Frequently Asked Questions
What is the difference between markup and margin?
Markup is calculated as a percentage of the cost price. Margin (gross margin) is calculated as a percentage of the selling price. For example, if your cost is $100 and you sell for $150: your markup is 50% (profit ÷ cost), but your margin is 33.3% (profit ÷ selling price). Many business owners confuse these — our calculator shows both clearly.
How do I calculate my break-even point?
Break-even point in units = Fixed Costs ÷ (Selling Price per unit − Variable Cost per unit). The denominator is your "contribution margin" — the amount each sale contributes toward covering fixed costs. Once total sales cover all fixed costs, every additional sale generates profit.
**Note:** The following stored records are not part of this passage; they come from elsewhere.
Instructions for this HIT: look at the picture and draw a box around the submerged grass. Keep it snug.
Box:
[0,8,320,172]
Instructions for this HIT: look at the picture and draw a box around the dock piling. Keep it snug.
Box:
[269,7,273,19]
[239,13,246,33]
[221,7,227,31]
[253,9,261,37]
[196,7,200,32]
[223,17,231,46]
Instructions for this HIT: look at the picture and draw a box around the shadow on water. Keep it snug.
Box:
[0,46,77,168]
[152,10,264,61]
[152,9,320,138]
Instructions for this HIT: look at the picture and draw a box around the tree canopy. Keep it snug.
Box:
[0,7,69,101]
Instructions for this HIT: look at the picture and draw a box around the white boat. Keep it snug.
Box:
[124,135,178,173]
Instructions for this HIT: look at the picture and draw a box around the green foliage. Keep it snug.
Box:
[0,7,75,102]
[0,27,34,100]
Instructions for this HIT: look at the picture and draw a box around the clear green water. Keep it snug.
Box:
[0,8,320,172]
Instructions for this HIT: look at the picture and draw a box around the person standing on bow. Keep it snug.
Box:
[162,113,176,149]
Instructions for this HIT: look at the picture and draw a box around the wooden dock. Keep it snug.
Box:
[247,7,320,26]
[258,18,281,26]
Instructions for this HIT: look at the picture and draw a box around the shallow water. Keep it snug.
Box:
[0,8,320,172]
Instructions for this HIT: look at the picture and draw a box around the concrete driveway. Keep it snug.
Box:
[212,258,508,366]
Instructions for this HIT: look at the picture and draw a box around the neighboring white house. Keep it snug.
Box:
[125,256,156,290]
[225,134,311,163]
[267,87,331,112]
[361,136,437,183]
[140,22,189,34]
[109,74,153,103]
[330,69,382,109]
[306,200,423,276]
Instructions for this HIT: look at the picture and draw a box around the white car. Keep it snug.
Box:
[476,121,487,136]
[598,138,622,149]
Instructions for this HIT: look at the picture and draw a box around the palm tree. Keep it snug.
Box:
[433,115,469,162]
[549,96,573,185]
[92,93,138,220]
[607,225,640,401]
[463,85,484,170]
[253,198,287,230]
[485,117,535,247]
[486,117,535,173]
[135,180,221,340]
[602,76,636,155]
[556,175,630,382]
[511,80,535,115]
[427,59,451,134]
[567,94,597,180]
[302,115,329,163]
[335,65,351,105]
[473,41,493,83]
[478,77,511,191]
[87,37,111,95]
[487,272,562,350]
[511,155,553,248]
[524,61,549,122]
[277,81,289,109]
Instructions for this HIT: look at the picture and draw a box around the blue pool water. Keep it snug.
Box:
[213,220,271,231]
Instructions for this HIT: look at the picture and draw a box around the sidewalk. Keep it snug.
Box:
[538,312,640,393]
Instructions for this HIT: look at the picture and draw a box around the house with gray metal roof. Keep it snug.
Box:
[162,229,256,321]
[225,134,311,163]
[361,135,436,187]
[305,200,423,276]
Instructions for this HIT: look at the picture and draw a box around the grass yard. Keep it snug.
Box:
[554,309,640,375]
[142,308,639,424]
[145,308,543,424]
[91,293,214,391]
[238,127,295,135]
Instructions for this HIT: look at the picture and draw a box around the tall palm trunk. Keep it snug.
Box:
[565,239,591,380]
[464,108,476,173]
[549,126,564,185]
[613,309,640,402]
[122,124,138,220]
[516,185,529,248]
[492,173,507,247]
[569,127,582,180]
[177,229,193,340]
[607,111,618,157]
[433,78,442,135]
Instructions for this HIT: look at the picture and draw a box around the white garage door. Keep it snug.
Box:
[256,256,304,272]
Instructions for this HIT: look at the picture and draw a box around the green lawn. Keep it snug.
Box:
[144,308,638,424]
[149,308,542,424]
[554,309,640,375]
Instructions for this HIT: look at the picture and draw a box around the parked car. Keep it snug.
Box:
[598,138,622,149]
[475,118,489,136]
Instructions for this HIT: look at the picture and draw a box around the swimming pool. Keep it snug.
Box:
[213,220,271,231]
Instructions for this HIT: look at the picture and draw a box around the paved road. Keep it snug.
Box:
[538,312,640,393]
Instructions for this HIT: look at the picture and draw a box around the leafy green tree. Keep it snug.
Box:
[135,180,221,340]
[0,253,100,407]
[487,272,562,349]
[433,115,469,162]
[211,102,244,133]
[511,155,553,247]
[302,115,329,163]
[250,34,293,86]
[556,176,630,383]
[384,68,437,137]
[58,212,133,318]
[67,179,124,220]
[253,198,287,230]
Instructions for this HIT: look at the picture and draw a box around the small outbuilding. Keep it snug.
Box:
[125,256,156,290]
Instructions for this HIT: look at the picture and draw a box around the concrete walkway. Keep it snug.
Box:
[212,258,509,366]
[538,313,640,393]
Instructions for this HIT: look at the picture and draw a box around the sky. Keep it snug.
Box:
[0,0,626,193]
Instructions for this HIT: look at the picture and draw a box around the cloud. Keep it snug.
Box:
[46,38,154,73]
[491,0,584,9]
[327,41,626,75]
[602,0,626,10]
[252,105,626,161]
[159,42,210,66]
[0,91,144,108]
Our Break-Even Calculator shows this in both units and revenue.
What is a good gross profit margin for an Australian small business?
Gross margin varies widely by industry. Retail typically achieves 20–50%, services can be 50–80%, while manufacturing is often 25–40%. A healthy gross margin should cover operating expenses and still leave net profit. If your gross margin is too low, you may need to either raise prices or reduce cost of goods sold.
Should I include GST in my break-even calculation?
No — break-even calculations should use ex-GST prices. GST is collected on behalf of the ATO and is not part of your revenue or costs. Use prices excluding GST for all your markup, margin and break-even calculations. Use our GST Calculator to quickly convert between inc-GST and ex-GST prices.